Post mortem meeting to discuss the events and learnings related to the LinksUpdate::acquirePageLock: train blocking incident.
Incident Report:
https://wikitech.wikimedia.org/wiki/Incident_documentation/20170814-Train
Description
Description
| Status | Subtype | Assigned | Task | ||
|---|---|---|---|---|---|
| Resolved | Release | thcipriani | T170632 1.30.0-wmf.14 deployment blockers | ||
| Resolved | aaron | T175897 Audit and improve JobQueue stability and performance (2017) | |||
| Resolved | PRODUCTION ERROR | aaron | T173462 LinksUpdate::acquirePageLock: Cannot flush pre-lock snapshot because writes are pending | ||
| Resolved | Jrbranaa | T173477 wmf.14 Blocker - Post Mortem - Cannot flush pre-lock snapshot because writes are pending |
Event Timeline
Comment Actions
Hello @aaron,
Per our chat. I'd like to get some more info from you if possible. We could do it async or in a quick meeting if you'd prefer.
I'm essentially looking for the following info:
- Brief summary of the problem (not the symptoms)
- How the problem was introduced (was it a specific change set, combination of changes, etc...)
- How could problem have been avoided?
- In the incident report under conclusions, there's note of some additional testing that could be done and also the potential for automation. Are either of these active tasks or recommendations (if tasks, can you provided Phab task IDs please)?
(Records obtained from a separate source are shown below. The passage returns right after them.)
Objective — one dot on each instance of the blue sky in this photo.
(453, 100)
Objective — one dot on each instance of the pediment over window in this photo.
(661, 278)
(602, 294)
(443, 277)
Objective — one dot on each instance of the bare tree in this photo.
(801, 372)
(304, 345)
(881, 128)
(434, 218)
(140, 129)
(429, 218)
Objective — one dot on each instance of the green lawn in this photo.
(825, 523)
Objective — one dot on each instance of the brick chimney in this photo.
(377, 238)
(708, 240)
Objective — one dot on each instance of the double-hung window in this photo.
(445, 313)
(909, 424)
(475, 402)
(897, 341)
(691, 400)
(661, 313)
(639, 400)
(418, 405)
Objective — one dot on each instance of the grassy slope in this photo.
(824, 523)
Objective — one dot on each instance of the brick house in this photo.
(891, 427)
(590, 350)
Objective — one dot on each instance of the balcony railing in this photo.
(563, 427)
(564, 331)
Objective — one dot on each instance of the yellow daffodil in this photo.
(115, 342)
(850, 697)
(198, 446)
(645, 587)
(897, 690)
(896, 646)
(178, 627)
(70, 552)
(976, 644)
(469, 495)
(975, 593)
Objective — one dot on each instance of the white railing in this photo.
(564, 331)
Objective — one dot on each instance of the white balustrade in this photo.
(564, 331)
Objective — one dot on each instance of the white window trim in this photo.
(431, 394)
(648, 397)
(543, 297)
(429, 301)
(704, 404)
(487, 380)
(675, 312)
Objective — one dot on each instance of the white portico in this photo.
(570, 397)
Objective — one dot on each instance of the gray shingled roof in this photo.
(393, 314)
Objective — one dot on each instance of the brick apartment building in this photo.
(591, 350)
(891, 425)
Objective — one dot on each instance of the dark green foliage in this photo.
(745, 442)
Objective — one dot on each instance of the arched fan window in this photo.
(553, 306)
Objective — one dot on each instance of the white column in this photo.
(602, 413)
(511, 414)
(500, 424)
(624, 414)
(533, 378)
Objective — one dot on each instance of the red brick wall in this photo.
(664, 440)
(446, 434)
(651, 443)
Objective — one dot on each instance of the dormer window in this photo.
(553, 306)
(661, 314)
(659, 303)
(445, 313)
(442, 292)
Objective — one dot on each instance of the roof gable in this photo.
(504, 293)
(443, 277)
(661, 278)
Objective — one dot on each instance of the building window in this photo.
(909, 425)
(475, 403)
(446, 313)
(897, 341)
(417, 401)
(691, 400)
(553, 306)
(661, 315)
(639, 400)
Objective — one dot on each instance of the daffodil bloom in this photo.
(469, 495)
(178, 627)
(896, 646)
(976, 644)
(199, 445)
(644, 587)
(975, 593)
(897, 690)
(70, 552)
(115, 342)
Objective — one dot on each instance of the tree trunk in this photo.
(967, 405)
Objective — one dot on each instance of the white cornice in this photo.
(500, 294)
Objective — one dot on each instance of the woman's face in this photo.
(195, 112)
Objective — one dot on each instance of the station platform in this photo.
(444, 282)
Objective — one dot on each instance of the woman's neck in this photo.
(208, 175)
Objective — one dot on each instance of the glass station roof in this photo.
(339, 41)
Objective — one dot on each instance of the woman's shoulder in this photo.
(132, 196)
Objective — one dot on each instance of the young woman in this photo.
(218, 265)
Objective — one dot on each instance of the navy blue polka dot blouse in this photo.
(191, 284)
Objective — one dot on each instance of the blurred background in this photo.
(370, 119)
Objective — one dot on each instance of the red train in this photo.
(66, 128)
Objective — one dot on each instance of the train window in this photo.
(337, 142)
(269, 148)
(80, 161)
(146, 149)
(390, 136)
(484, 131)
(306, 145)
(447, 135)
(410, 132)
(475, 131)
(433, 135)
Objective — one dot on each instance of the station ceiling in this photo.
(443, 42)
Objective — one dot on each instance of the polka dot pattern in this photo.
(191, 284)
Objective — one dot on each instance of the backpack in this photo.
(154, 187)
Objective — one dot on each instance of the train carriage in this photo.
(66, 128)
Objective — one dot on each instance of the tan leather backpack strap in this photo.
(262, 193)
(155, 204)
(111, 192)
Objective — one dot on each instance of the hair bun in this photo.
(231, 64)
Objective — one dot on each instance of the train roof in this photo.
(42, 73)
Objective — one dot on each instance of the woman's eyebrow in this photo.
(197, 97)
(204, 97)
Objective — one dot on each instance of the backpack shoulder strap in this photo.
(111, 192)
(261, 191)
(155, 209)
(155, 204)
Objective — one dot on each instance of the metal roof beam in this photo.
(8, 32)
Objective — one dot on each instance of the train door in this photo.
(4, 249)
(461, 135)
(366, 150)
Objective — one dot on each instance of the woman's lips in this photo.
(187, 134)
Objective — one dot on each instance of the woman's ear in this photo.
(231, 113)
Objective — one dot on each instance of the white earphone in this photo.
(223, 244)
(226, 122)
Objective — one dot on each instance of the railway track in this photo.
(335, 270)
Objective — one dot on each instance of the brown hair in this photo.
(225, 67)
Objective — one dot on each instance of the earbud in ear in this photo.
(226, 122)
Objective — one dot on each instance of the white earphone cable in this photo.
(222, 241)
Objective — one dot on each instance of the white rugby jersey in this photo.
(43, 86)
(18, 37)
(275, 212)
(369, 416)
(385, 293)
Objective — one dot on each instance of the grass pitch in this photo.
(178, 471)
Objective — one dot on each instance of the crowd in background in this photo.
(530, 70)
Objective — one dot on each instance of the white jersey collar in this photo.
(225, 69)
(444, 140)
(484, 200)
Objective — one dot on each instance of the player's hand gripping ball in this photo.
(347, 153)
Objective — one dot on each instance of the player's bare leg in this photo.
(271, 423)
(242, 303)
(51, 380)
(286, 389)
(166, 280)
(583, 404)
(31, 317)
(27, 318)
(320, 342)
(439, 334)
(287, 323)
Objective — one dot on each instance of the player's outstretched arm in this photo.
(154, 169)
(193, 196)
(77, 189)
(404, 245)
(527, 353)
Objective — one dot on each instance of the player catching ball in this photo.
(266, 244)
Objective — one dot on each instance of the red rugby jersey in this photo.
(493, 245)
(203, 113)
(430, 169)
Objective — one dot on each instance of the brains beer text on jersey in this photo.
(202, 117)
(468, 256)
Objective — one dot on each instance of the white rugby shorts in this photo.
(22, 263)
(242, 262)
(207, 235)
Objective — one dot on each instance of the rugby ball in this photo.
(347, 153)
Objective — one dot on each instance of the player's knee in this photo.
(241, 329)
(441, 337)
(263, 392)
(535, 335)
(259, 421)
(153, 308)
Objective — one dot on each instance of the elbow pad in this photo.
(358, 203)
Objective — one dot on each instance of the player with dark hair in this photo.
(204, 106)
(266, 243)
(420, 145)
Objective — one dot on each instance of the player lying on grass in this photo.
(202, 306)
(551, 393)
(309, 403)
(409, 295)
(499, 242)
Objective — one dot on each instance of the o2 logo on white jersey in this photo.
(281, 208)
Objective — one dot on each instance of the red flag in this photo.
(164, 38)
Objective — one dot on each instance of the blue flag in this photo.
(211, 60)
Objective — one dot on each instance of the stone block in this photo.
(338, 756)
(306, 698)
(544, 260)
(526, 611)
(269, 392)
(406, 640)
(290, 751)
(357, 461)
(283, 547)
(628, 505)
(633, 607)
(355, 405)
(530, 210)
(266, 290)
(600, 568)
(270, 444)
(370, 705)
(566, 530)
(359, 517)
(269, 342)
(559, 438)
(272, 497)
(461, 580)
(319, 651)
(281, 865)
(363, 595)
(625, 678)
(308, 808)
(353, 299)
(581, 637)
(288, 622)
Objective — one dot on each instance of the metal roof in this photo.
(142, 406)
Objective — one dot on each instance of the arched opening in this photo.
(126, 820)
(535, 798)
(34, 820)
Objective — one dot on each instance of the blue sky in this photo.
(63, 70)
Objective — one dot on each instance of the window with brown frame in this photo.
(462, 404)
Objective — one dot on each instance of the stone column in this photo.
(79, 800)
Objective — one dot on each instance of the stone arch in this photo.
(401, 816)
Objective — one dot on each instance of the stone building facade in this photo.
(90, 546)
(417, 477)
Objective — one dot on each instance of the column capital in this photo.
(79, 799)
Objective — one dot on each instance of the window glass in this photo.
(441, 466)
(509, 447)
Again, I'm fine meeting and talking through these things if you'd rather, just let me know and I'll set something up.
Thanks,
JR
Comment Actions
- PROBLEM: in LinksUpdate, runForTitle() starting off with acquirePageLock(), then calling doUpdate() for the secondary update list, and returning without committing. This meant that any caller using this method inside a loop had to call commitMasterChanges() itself somehow, otherwise, the acquirePageLock() call would fail. The multi-title case of RefreshLinksJob had a for-loop that did not do this. Note that acquirePageLock() uses getScopedLockAndFlush() which is intended for "critical sections" (https://en.wikipedia.org/wiki/Critical_section) involving read/writing to the database. Since it makes to sense to acquire a lock and then read a stale snapshot (from REPEATABLE-READ) from *before* lock acquisition, Database demands that any transaction be cleared. It will do so automatically if there are no writes, but otherwise it fails since committing prematurely may break atomicity.
- INTRODUCTION: This was broken since 63a3911a67507731695bad3188f486219a563b7d but nothing used multi-title refreshlinks jobs. 0df49eeaf49dcd84cee5afc678de43ebd6c984c5 introduced a use case for this and made the bug manifest itself.
- AVOIDANCE: since this would seem to happen for any multi-tutle job run, I'm not sure how this got past testing unless there were (a) no links updated and the test jobs were triggered by null or non-link changed edits or (b) the edited test entities only had one backlink. Future backlink change propagation testing should cover these cases.
There are not tasks about testing, just recommendations.